Passwords for local user accounts are never stored in reversible form. They are hashed with **scrypt**, a memory-hard function, using a unique random salt per user, and stored in the standard PHC string format (which embeds the algorithm, parameters, and salt alongside the hash). Verification is constant-time within the algorithm. Where authentication is delegated to an external directory over LDAP, no password is stored by Flopsar at all; see Authentication.

### API session tokens

API tokens are JSON Web Tokens signed with HMAC-SHA-512. The signing secret is generated randomly at server start-up and held only in memory. A consequence worth planning for: **restarting the server invalidates all existing tokens**, requiring clients and users to re-authenticate.

## Key and secret management

### Master key

The master key is the root secret of the deployment. It seals every agent PSK at rest, so losing it or exposing it has consequences for every monitored application.

* **Form.** 32 bytes. With the `file` provider it is a file containing exactly 32 raw bytes (default `master.key`, resolved under the config `ssl` directory). With the `env` provider it is supplied as 64 hexadecimal characters in an environment variable. See `[master_key]`.
* **Generation.** Generate it from a cryptographic random source. For the file provider, for example:

```bash
$ head -c 32 /dev/urandom > master.key
$ chmod 600 master.key
```

For the env provider, supply 64 hex characters (32 bytes) from a CSPRNG.

* Storage. Restrict the key file to the server's service account (`chmod 600`, correct ownership). When using the env provider, source the value from your secrets manager rather than a shell history or a world-readable unit file.
* Backup. Back the master key up separately from the database. The database alone is useless for recovering PSKs without the master key, and the master key alone is useless without the database — keep both, stored apart, so a single compromised backup does not yield both.
* Rotation. Rotating the master key re-seals the PSK store. Plan it as a maintenance operation and keep the previous key until the new one is confirmed working. If the master key is lost, PSKs must be regenerated and re-distributed to agents (see below).

### TLS certificate and key

* Used for the HTTPS management interface and, when enabled, OTLP/gRPC.
* Configured as PEM files in the `[ssl]` section.
* Rotation. Replace the certificate and key files and restart the server. Protect the private key with restrictive filesystem permissions, the same way as the master key.
* Replace any generated self-signed certificate with a CA-issued one before going to production.
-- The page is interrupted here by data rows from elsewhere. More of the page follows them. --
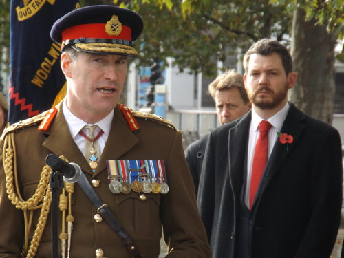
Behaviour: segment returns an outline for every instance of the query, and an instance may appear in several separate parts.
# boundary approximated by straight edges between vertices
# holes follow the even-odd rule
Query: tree
[[[288,45],[291,36],[299,83],[290,99],[310,116],[332,122],[334,47],[344,38],[343,0],[115,0],[120,2],[145,19],[142,63],[169,56],[181,68],[214,75],[216,61],[225,61],[237,47],[246,50],[264,37]],[[342,51],[338,58],[343,56]]]
[[[140,63],[173,56],[180,69],[217,74],[217,61],[226,63],[238,48],[257,39],[279,40],[289,30],[290,12],[268,0],[115,1],[138,11],[144,30],[138,42]],[[254,4],[252,4],[254,3]]]
[[[332,123],[334,48],[344,36],[343,1],[299,2],[294,11],[292,33],[292,55],[299,78],[290,98],[306,114]]]

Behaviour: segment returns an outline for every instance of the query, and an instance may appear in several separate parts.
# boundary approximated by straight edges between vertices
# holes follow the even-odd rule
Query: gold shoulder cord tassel
[[[23,247],[23,256],[25,257],[26,254],[27,258],[33,258],[36,256],[36,254],[37,252],[39,243],[42,237],[43,232],[44,231],[44,228],[45,227],[47,216],[50,209],[52,193],[48,186],[50,182],[50,175],[52,170],[49,166],[45,166],[42,169],[39,183],[37,186],[37,189],[36,189],[34,194],[25,201],[21,197],[18,183],[18,173],[17,170],[17,153],[14,143],[14,135],[13,132],[8,133],[4,138],[3,160],[6,181],[6,193],[8,195],[8,199],[17,209],[21,209],[23,212],[25,224],[25,241],[24,246]],[[68,187],[67,187],[67,191],[69,193],[69,202],[67,201],[67,202],[69,202],[70,204],[72,203],[72,193],[74,191],[74,189],[72,191],[71,191],[68,190],[69,188],[71,188],[71,186],[69,186]],[[62,201],[61,202],[63,202],[64,201]],[[39,203],[40,204],[39,204]],[[29,248],[29,236],[32,224],[33,211],[39,208],[41,208],[41,213],[37,222],[36,228],[34,230],[32,240],[31,241]],[[30,217],[28,219],[27,213],[28,211],[30,211]],[[70,205],[69,215],[67,216],[68,224],[69,224],[69,217],[72,217],[71,215]],[[63,219],[65,219],[65,215],[63,215]],[[70,230],[70,231],[71,230]],[[64,233],[64,228],[63,228],[63,233]],[[65,237],[65,235],[63,235],[62,234],[62,236],[65,241],[65,239],[67,239]],[[69,228],[67,238],[70,239],[70,233]],[[69,246],[70,246],[70,243],[69,243]]]
[[[60,156],[60,158],[68,162],[68,160],[63,156]],[[74,217],[72,215],[72,194],[74,191],[74,184],[71,183],[65,182],[65,187],[62,190],[62,193],[60,195],[59,208],[62,211],[62,230],[60,234],[60,239],[61,240],[61,254],[62,258],[65,258],[66,250],[67,257],[69,257],[70,253],[70,244],[72,239],[72,230],[73,228]],[[65,195],[65,192],[68,193],[68,197]],[[66,218],[66,211],[68,208],[69,214]],[[65,224],[66,220],[67,224],[67,233],[65,233]],[[67,245],[67,240],[68,245]]]

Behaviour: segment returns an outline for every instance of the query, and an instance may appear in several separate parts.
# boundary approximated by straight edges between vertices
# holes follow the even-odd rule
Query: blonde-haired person
[[[215,103],[216,114],[221,125],[239,118],[251,108],[242,75],[234,69],[227,70],[219,76],[209,84],[208,91]],[[196,195],[208,136],[207,133],[191,144],[185,153]]]

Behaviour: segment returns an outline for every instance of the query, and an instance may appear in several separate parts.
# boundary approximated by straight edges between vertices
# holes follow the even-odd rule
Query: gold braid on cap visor
[[[133,56],[136,56],[138,52],[133,47],[121,44],[109,44],[103,43],[76,43],[76,47],[87,51],[97,51],[104,52],[114,52],[119,54],[127,54]]]

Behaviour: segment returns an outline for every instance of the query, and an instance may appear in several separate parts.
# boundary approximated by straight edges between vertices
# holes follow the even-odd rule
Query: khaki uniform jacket
[[[144,258],[158,257],[162,230],[169,245],[166,257],[210,257],[204,226],[200,219],[190,171],[184,156],[180,131],[151,119],[136,118],[139,130],[131,131],[118,107],[115,109],[111,129],[94,173],[74,142],[62,111],[62,105],[48,131],[37,130],[39,125],[15,133],[19,189],[24,200],[31,197],[37,188],[45,158],[50,153],[64,155],[69,162],[80,165],[91,182],[100,181],[94,188],[122,226],[137,244]],[[1,146],[3,143],[1,144]],[[109,189],[106,160],[164,160],[169,192],[144,194],[114,194]],[[2,162],[2,160],[1,160]],[[4,169],[0,171],[0,257],[20,257],[24,224],[21,210],[10,203],[5,187]],[[107,258],[126,258],[129,255],[120,239],[103,220],[96,222],[97,211],[82,189],[75,184],[72,195],[72,215],[75,218],[72,233],[70,257],[95,257],[103,249]],[[39,211],[34,215],[36,228]],[[58,230],[61,228],[58,212]],[[51,257],[51,221],[49,216],[36,257]],[[61,249],[61,248],[59,248]],[[60,253],[60,250],[59,250]],[[61,255],[59,255],[61,257]]]

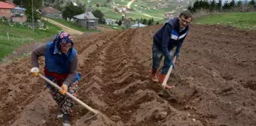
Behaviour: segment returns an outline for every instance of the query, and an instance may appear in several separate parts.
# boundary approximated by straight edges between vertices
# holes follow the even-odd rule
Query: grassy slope
[[[29,43],[30,39],[32,40],[39,40],[47,38],[57,34],[61,28],[46,22],[48,27],[47,31],[29,29],[19,26],[11,27],[6,24],[0,24],[0,58],[7,55],[12,53],[13,50],[19,46]],[[9,34],[9,38],[7,38],[7,32]],[[23,38],[25,38],[23,40]]]
[[[108,8],[106,7],[97,8],[96,4],[102,4],[105,2],[107,0],[91,0],[91,3],[88,3],[87,0],[81,0],[85,2],[87,6],[91,5],[93,8],[102,10],[108,18],[113,20],[119,20],[121,18],[122,14],[114,12],[114,10],[111,8]],[[126,4],[130,2],[130,0],[113,0],[116,4],[120,4],[120,5],[126,5]],[[151,17],[143,15],[144,14],[148,14],[152,16],[155,16],[157,18],[154,18],[155,21],[161,20],[161,18],[163,18],[165,12],[169,12],[172,10],[175,10],[178,4],[184,4],[184,3],[178,3],[175,1],[168,2],[169,4],[167,5],[166,8],[157,8],[154,9],[153,8],[156,7],[159,2],[163,2],[163,1],[150,1],[150,0],[136,0],[132,4],[131,8],[136,9],[135,11],[133,11],[130,14],[127,14],[127,16],[132,17],[133,19],[136,18],[145,18],[150,19]],[[175,4],[175,5],[174,5]],[[145,8],[151,8],[150,10],[145,10]],[[140,13],[136,12],[139,10]]]
[[[223,24],[240,29],[256,30],[256,13],[222,13],[195,19],[197,24]]]
[[[81,32],[96,32],[96,30],[89,30],[89,29],[87,29],[85,28],[81,28],[78,26],[77,26],[76,24],[74,23],[74,22],[69,22],[69,21],[67,21],[67,20],[56,20],[56,19],[51,19],[57,22],[59,22],[66,26],[68,26],[69,28],[72,28],[73,29],[75,29],[75,30],[78,30],[78,31],[81,31]]]

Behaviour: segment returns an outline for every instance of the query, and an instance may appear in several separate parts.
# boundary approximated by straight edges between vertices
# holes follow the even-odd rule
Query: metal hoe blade
[[[175,60],[176,60],[176,56],[174,57],[174,59],[172,62],[175,63]],[[170,68],[169,68],[167,75],[166,78],[163,80],[163,82],[161,85],[163,87],[163,98],[168,98],[171,97],[171,94],[169,92],[169,91],[165,87],[167,84],[167,80],[169,77],[169,75],[171,74],[172,70],[172,65],[171,65]]]

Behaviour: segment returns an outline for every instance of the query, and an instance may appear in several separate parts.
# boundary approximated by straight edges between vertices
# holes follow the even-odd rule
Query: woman
[[[78,92],[78,82],[81,76],[78,73],[78,53],[73,47],[74,43],[69,34],[61,32],[53,42],[48,42],[35,49],[31,55],[31,72],[35,76],[38,76],[38,57],[45,58],[44,76],[59,85],[62,90],[58,91],[50,84],[50,94],[58,104],[59,113],[62,117],[63,126],[69,126],[69,116],[72,112],[75,102],[66,97],[66,92],[75,97]]]

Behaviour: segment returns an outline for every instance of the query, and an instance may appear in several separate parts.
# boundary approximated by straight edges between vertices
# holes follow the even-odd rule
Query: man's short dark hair
[[[188,11],[188,10],[182,11],[182,12],[179,14],[178,17],[181,17],[181,16],[184,16],[184,17],[185,18],[185,20],[187,20],[187,18],[191,18],[191,19],[193,19],[191,12],[190,12],[190,11]]]

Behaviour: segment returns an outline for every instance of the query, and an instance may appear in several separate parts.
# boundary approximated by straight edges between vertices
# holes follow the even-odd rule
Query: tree
[[[255,1],[254,0],[251,0],[250,2],[248,3],[249,5],[255,6]]]
[[[210,4],[210,10],[214,11],[216,10],[217,3],[215,0],[212,0]]]
[[[218,0],[218,4],[216,4],[216,10],[221,11],[221,7],[222,7],[221,0]]]
[[[63,9],[62,17],[66,20],[67,18],[71,20],[74,16],[83,14],[84,12],[83,6],[74,6],[73,4],[69,4]]]
[[[142,21],[142,24],[148,25],[148,20],[146,19],[144,19]]]
[[[237,7],[242,7],[242,1],[241,0],[238,1],[237,3],[236,3],[236,6]]]
[[[230,8],[234,8],[236,5],[236,2],[235,0],[232,0],[230,2]]]
[[[222,8],[224,10],[230,9],[230,3],[228,2],[227,0],[225,1]]]
[[[99,18],[99,23],[105,24],[105,15],[104,14],[102,14],[102,11],[100,11],[99,10],[95,10],[92,13],[95,17]]]

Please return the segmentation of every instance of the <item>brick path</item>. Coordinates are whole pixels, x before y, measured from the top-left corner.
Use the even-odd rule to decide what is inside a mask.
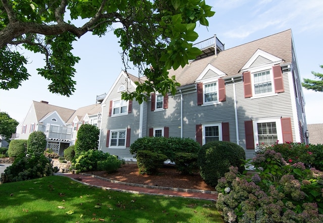
[[[106,190],[136,194],[189,197],[212,201],[216,201],[218,197],[217,193],[215,191],[171,188],[126,183],[93,175],[73,174],[57,174],[57,175],[69,177],[84,184],[90,185]]]

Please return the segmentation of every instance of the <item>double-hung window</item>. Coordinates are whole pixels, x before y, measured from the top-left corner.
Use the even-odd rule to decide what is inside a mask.
[[[113,101],[113,115],[126,114],[128,113],[128,103],[124,100],[116,100]]]
[[[126,146],[126,130],[111,131],[110,146],[124,148]]]
[[[273,92],[272,75],[270,70],[253,74],[255,94]]]
[[[204,102],[211,102],[218,100],[217,82],[204,85],[203,96]]]
[[[156,109],[163,109],[164,107],[164,97],[162,94],[156,95]]]
[[[276,122],[258,123],[257,131],[259,144],[275,145],[278,140]]]

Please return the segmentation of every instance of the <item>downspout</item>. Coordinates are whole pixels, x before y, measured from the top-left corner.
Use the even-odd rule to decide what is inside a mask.
[[[143,122],[143,103],[140,104],[140,115],[139,115],[139,138],[142,137],[142,123]]]
[[[237,96],[236,95],[236,83],[234,79],[231,78],[231,80],[233,83],[233,98],[234,101],[234,115],[236,120],[236,134],[237,137],[237,144],[239,145],[239,128],[238,126],[238,111],[237,110]]]
[[[181,138],[183,138],[183,93],[182,90],[180,89],[181,93]]]

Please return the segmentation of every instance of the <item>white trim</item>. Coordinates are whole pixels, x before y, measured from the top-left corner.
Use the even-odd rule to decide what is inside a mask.
[[[205,127],[210,126],[218,126],[219,127],[219,141],[222,141],[222,123],[214,123],[202,125],[202,144],[205,144]]]
[[[112,146],[111,145],[111,140],[112,139],[112,132],[118,132],[118,135],[119,136],[119,132],[120,131],[124,131],[125,133],[125,145],[124,146]],[[118,138],[117,139],[117,143],[118,142],[119,139],[119,138]],[[127,129],[114,129],[114,130],[110,130],[110,135],[109,136],[109,147],[108,147],[109,149],[125,149],[126,148],[126,145],[127,144]]]
[[[283,132],[282,131],[282,124],[280,119],[257,119],[252,121],[252,126],[253,127],[253,140],[254,142],[255,148],[257,144],[259,144],[258,140],[258,127],[257,124],[268,122],[275,122],[276,123],[276,131],[277,131],[277,139],[279,142],[283,142]]]
[[[218,76],[216,76],[216,78],[219,78],[219,77],[221,76],[224,76],[226,75],[226,73],[223,72],[223,71],[220,70],[213,65],[208,64],[206,67],[204,69],[202,73],[198,76],[196,80],[195,80],[195,82],[199,82],[201,81],[201,80],[203,79],[203,77],[206,74],[206,73],[208,72],[208,71],[210,70],[216,74],[218,75]]]
[[[260,56],[263,58],[265,58],[272,62],[270,64],[266,64],[264,65],[264,66],[271,65],[273,66],[277,64],[279,64],[283,62],[283,60],[281,58],[279,58],[276,56],[273,55],[272,54],[269,53],[267,52],[265,52],[263,50],[261,50],[260,49],[257,49],[257,50],[253,53],[253,55],[250,58],[250,59],[246,63],[246,64],[242,67],[241,70],[240,70],[241,72],[244,72],[245,71],[247,71],[249,68],[250,67],[251,65],[255,62],[258,57]]]

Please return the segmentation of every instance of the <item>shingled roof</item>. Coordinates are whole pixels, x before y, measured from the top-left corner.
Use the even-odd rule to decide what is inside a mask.
[[[291,30],[262,38],[220,52],[217,57],[209,56],[193,61],[184,68],[170,71],[182,86],[192,84],[208,64],[224,72],[228,77],[242,73],[240,70],[258,49],[283,59],[282,63],[292,62]]]
[[[75,110],[49,104],[47,102],[33,101],[37,121],[39,121],[48,113],[57,112],[65,123],[75,112]]]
### Agent pre-shared keys (PSKs)

* One PSK per monitored application, generated server-side and distributed to the corresponding agent as a hex string.
* Revocation / rotation. Deleting an application's PSK on the server prevents any agent using it from completing a handshake; generating a new PSK and re-deploying it to the agent rotates it. Rotate a PSK if you suspect the agent host or the key string has been exposed.